Thursday, April 22, 2010

Neil Harris's term "operational aesthetics" covers much, if not all, of my interests in cinema. Harris develops the term in his book Humbug on P.T. Barnum. Noting that audiences flocked to Barnum's productions, even though they were known to be hoaxes and the ways Barnum's advertising invited audiences to "decide for themselves" - Harris elaborates a particularly American attitude, skeptical and information-seeking, that seeks to know how things look and how they work. It refers to the capacity of productions to appeal to the analystic,investigative, and problem-solving faculties. To elucidate his point, Harris even discusses Poe's invention of the detective story and its popularity. Yet operational aesthetics in cinema perhaps stretch beyond American borders. Early documentary forms, especially something like Basil Wright's Night Mail can be seen to be constructed around a desire to show --just as much as poeticize -- Britain's rail mail. Additionally, Eisenstein discusses something very much like the operational aesthetic (in a quote contained in Annette Michelson's essay "Dr. Crase and Mr.
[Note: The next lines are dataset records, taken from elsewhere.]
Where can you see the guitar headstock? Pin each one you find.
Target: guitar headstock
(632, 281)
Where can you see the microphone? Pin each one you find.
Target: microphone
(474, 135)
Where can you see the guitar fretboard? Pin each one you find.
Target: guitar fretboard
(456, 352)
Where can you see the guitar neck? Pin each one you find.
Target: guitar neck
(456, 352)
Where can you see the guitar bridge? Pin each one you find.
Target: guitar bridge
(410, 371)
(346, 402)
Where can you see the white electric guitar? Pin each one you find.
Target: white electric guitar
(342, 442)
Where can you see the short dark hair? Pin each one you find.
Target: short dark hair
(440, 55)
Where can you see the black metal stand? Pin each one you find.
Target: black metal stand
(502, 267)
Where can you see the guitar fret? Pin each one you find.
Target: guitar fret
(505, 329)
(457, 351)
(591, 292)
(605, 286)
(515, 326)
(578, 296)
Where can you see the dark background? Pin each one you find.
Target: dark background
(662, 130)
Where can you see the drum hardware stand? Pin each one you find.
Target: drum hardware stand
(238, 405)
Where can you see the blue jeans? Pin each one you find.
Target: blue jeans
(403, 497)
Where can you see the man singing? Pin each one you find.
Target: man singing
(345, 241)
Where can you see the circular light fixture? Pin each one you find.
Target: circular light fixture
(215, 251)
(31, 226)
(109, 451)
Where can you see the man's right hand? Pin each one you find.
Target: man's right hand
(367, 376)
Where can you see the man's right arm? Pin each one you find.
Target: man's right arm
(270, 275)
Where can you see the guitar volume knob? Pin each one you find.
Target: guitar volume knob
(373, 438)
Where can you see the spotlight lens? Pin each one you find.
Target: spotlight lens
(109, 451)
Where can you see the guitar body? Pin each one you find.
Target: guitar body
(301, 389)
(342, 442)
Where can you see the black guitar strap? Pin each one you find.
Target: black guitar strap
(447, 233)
Clair") when he talks about the school film, and the ability of cinema to show pupils "how a power station, a newspaper, a book, a glass factory, a colored illustration is produced.."(paraphrase - from Conversations with Eisenstein trans. harry brose, 1970) . Urban cinema -- film which shows "how a city works" is one mode of operational aesthetics (and Eisenstein alludes to the urban nature of the school film earlier in this quote.)